How to stop backlink checkers and competitor research hence your competitor from sniffing your blog

Discussion in 'Black Hat SEO' started by neteater, Jan 27, 2017.

  1. neteater

    neteater Jr. VIP Jr. VIP

    Joined:
    Feb 14, 2009
    Messages:
    566
    Likes Received:
    335
    Location:
    somewhere between CPU an d heat sink
    Home Page:
    As we all know, when we fire up Ahrefs, Majestic SEO, ... we can easy find backlinks to your competitor sites, which means that we can spot their private blog networks. How do we protect private blog networks from being detected by our competitors? There are several methods of doing that:

    + Using .htaccess file to block requests with certain user agents and IP addresses
    + Using robot.txt and hope for the crawlers to respect it.

    There are several problems with those two approaches.

    The first one .htaccess: The bot can easily change the User Agents. IP address can be harder to change but not impossible. Those backlink checking services can fire up a bunch of servers with different IP addresses in a very short time so constantly update your IP databases is difficult.

    What about using robot.txt. Who knows if the bots will respect the file. Those services are called backlink checkers and competitor research services for a reason. If we couldn't find the backlinks of our competitors, what is the point of using such services?

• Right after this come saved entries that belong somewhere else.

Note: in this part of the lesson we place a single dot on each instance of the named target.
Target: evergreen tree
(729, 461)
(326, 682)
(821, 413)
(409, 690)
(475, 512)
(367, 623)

    Here comes our savior reverse and forward DNS lookup. The guide here will be only concerned with Google. Since Google doesn't maintain a public list of its crawler's IP addresses (the reason is obvious Google has hundreds of thousands of servers and the IP ranges can change so it is impossible for you to maintain a database of Google IP addreses). But lucily we can verify if the IP addresses really belong to Google using the host command in Linux.

    1. The first step is to do obtain the visitor's IP address, let's say a.b.c.d
    2. Then do a reverse DNS lookup using the host command: host a.b.c.d
    3. The result of this command will be a string containng host name. If this host name contains googlebot.com or google.com we can progress to the next step
    4. Do a forward DNS look of of the host name you obtained. host hostname. If result is the IP address you obtained previously. You can safely say that the visitor is Google.

    Now how can we apply this to our own sites? Luckily with PHP we can access the host command using gethostbyaddr and gethostbyname. This is the pseudo code:

    <?php
    $hostname = gethostbyaddr($_SERVER['REMOTE_ADDR']);
    if (preg_match('/\.googlebot|google\.com$/i', $hostname)) {
    if (!strcmp(gethostbyname($hostname), $_SERVER['REMOTE_ADDR'])) {
    echo "Matched";
    }
    }
    ?>


    How can we integrate it with the existing Web framework. Let's say we have a Wordpress website. There are two choices: modify the index.php file to add that code to reject the request. The second option is to set up a reverse proxy and put the code there.

    We can definitely combine all the three approaches above to hardening the server from crawled by bots.

    1. Set up the robot.txt file
    2. Set up the .htaccess file
    3. So if the request can still get through the previous two steps it will face the final barrier.

    You can use only DNS lookup too but using these steps will improve the performance of your site.